I knew exactly what I was doing when I outed myself as a sex worker and tied my legal name to my work, and the ensuing nonsense just proves how prevalent and powerful the stigma against us still is:
I have been denied apartments.
One minute we’re about to sign the lease papers, then they Google me. No amount of money in the world will then get me that apartment because I wear the modern version of the Scarlet Letter.
Any time I date online, guys are wary.
They will pass me over for the secretary because they think my job defines me, but if I don’t tell them what I do, then I’m considered secretive and untrustworthy.
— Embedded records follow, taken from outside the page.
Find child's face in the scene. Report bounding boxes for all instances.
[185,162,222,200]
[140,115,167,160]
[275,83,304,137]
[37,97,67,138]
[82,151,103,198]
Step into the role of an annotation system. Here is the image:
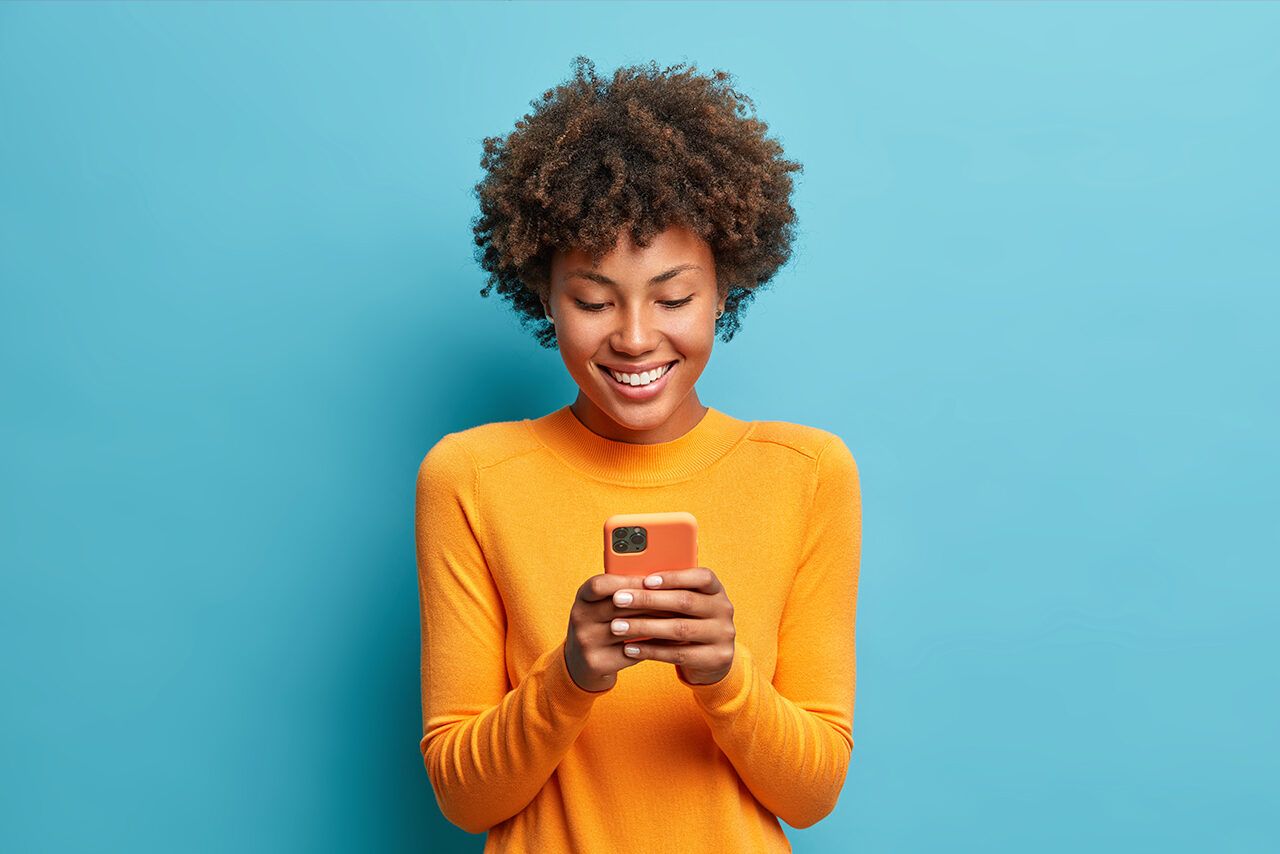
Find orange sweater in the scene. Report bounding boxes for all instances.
[415,406,861,854]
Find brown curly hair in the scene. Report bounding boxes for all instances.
[472,56,803,348]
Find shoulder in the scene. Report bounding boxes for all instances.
[746,421,852,462]
[419,421,541,475]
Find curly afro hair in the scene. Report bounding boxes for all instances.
[472,56,803,348]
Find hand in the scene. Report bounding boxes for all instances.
[564,575,644,691]
[609,566,737,685]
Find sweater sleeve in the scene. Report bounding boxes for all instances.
[686,438,861,827]
[415,434,598,834]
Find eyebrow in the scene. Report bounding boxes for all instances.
[564,264,701,286]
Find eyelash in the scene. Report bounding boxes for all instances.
[573,296,692,311]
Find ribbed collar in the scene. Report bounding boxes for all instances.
[525,406,751,485]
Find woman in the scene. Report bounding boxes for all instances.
[416,58,861,853]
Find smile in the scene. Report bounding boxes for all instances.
[596,360,680,401]
[600,362,675,387]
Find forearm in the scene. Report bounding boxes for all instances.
[690,643,852,827]
[421,644,596,834]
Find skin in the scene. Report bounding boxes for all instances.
[543,225,735,691]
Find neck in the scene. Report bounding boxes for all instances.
[568,389,707,444]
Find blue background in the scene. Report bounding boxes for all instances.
[0,3,1280,853]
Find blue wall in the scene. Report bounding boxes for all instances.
[0,3,1280,853]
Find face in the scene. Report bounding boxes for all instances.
[543,225,724,444]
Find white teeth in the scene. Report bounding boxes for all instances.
[609,365,671,385]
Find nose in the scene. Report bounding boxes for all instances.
[609,305,662,356]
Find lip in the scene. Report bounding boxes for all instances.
[596,359,676,374]
[599,360,680,401]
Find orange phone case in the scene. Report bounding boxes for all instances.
[604,511,698,640]
[604,511,698,575]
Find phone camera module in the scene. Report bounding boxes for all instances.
[613,525,648,553]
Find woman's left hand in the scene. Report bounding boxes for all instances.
[609,566,736,685]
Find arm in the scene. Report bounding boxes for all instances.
[682,438,861,827]
[415,437,595,834]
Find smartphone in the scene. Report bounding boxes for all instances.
[604,511,698,575]
[604,511,698,640]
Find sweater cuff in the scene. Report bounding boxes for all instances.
[676,640,755,712]
[540,640,608,716]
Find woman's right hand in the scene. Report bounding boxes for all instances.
[564,574,644,691]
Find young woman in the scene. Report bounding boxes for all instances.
[416,58,861,854]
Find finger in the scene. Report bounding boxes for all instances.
[644,566,724,594]
[577,572,644,602]
[622,640,724,670]
[613,589,727,617]
[609,617,718,644]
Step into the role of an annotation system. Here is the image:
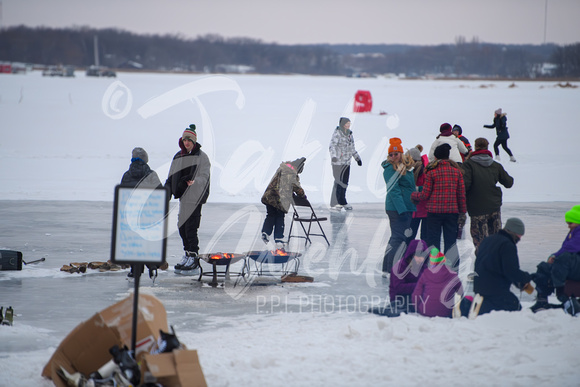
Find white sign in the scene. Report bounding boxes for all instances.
[111,185,169,264]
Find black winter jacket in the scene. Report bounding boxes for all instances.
[463,151,514,216]
[165,142,210,204]
[483,114,510,140]
[473,230,532,299]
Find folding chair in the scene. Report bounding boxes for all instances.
[288,195,330,246]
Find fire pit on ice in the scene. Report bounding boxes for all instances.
[198,253,246,286]
[246,249,302,275]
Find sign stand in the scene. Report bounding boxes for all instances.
[111,185,170,357]
[131,263,144,358]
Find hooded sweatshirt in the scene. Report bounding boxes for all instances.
[262,157,306,213]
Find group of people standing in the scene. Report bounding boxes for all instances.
[121,113,580,317]
[373,109,580,317]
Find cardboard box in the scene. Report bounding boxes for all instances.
[143,349,207,387]
[42,294,168,387]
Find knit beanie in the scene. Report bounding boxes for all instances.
[181,124,197,143]
[474,137,489,151]
[429,247,445,265]
[564,204,580,224]
[503,218,526,235]
[403,239,428,261]
[131,147,149,164]
[389,137,403,153]
[433,144,451,160]
[290,157,306,173]
[338,117,350,128]
[407,148,421,161]
[451,124,463,134]
[439,122,453,136]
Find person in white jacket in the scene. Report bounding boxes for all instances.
[429,123,469,165]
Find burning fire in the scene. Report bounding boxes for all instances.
[209,253,234,259]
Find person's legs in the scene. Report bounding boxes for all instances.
[337,165,350,206]
[423,212,441,251]
[469,215,487,251]
[407,218,421,245]
[383,211,412,273]
[442,214,459,269]
[493,138,501,156]
[179,204,202,253]
[330,165,348,207]
[486,211,501,236]
[501,138,513,157]
[274,208,286,242]
[262,204,276,236]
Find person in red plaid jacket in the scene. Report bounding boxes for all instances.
[411,144,467,268]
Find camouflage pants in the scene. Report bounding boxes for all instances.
[470,211,501,250]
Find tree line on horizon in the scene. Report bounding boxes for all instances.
[0,26,580,78]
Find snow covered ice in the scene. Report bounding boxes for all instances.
[0,72,580,386]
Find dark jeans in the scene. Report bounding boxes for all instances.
[423,212,459,269]
[493,138,513,156]
[179,204,202,253]
[407,218,427,245]
[330,165,350,207]
[262,204,286,241]
[383,211,413,273]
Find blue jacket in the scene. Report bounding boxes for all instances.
[381,161,417,214]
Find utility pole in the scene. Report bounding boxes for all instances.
[544,0,548,44]
[93,35,99,67]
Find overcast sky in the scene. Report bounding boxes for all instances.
[0,0,580,45]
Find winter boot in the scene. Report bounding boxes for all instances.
[181,251,199,272]
[148,266,157,282]
[174,252,189,273]
[564,297,580,316]
[276,239,286,251]
[151,326,181,354]
[2,306,14,325]
[530,294,550,313]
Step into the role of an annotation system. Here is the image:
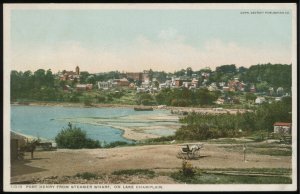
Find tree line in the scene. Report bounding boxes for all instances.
[175,97,292,140]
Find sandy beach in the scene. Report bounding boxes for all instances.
[12,102,245,141]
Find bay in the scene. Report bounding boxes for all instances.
[11,105,177,143]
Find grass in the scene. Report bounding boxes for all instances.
[112,169,156,178]
[170,168,292,184]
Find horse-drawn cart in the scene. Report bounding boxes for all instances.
[177,143,203,159]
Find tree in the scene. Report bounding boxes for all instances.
[216,64,236,74]
[186,67,193,77]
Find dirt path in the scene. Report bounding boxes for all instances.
[11,144,291,183]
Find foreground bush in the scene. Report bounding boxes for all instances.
[55,123,101,149]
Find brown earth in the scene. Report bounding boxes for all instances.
[11,144,291,184]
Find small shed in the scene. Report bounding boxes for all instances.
[273,122,292,134]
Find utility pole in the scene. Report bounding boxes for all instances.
[243,144,246,162]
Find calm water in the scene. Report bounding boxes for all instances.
[11,106,173,143]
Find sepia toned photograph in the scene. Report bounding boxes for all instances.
[3,3,298,192]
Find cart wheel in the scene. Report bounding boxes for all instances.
[194,150,200,158]
[177,152,184,159]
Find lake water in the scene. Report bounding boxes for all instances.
[11,105,176,143]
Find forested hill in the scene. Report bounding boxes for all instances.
[240,64,292,88]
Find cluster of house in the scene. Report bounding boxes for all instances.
[58,66,80,81]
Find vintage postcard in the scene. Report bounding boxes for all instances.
[3,3,298,192]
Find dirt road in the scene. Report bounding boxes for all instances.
[11,144,291,183]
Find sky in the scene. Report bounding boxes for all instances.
[10,9,292,73]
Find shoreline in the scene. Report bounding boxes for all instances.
[11,102,248,114]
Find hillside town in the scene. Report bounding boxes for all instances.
[55,65,291,105]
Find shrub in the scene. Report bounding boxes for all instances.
[180,160,196,177]
[55,123,101,149]
[83,98,92,106]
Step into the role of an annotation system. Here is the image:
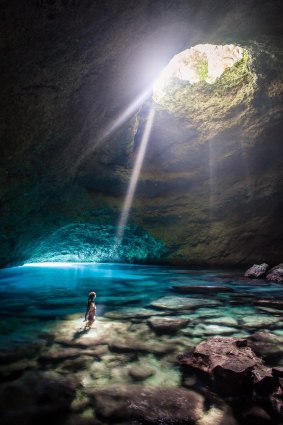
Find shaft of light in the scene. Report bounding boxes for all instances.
[116,108,155,244]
Sex with civilians is damn near impossible.
Even though I’m mostly an online domme, that doesn’t stop every Tom/John/Harry from begging me to fuck them in the ass with a strap-on. I become a tool for their fetish – not a person.
Guys I meet won’t stop asking about my job.
I don’t want to lie to them and say I’m a customer service rep because a relationship shouldn’t be built on lies, but I also don’t want to recount every single work-related experience for the hundredth time.
Getting another job? Forget it.
Who would want to hire a self-starting, enterprising sex worker? Nobody. Not even @Pornhub. Doesn’t matter how qualified we are – nobody wants a out sex worker employed at their company.
As a sex worker using her real name, I’m a perpetual liability and a source of stories for people who take me out once or twice and then put on their OkCupid profiles that they dated a sex worker once, as though it gives them depth.
I can’t even tell you the amount of times men have attempted to or successfully engaged in bareback sex with me because I’m a sex worker, and since I use my real name, they feel like they have leverage.
If I didn’t have both US and Canadian legal status, crossing the border would be an absolute nightmare because sex workers don’t take vacations, apparently – we just work 24/7.
My family has disowned me.
My own father called me a prostitute (even though I mainly work online) and told me he’d rather die than have a whore for a daughter. My mother thinks anything that happens to me is my fault. My sister mined me for info on FinDom, then blocked me.
Any time I am raped or assaulted, it’s “my fault” because I “shouldn’t spread my legs so easily.”
And it’s not like I can go to the police and tell them about it if it happens with a client because sex workers aren’t human to them.
Writers and journalists mine me for information and then make money off of my stories – none of which goes to me, of course. They stalk my tweets, regurgitate my opinion, and get paid while I can’t pitch anywhere since no “credible” publication would publish an active sex worker.
One time when I had a 4some with who I thought was a trusted friend, he sent my Vice article to a stranger in lieu of a photo. Without telling me.
This stranger, thinking he’ll get the “upper hand” on a “man-hating dominatrix” attempted to demean and humiliate me all night.
I will forever be barred from working with children or adopting one of my own.
Because apparently the foster system where kids get abused is better than a loving home with a sex worker mom.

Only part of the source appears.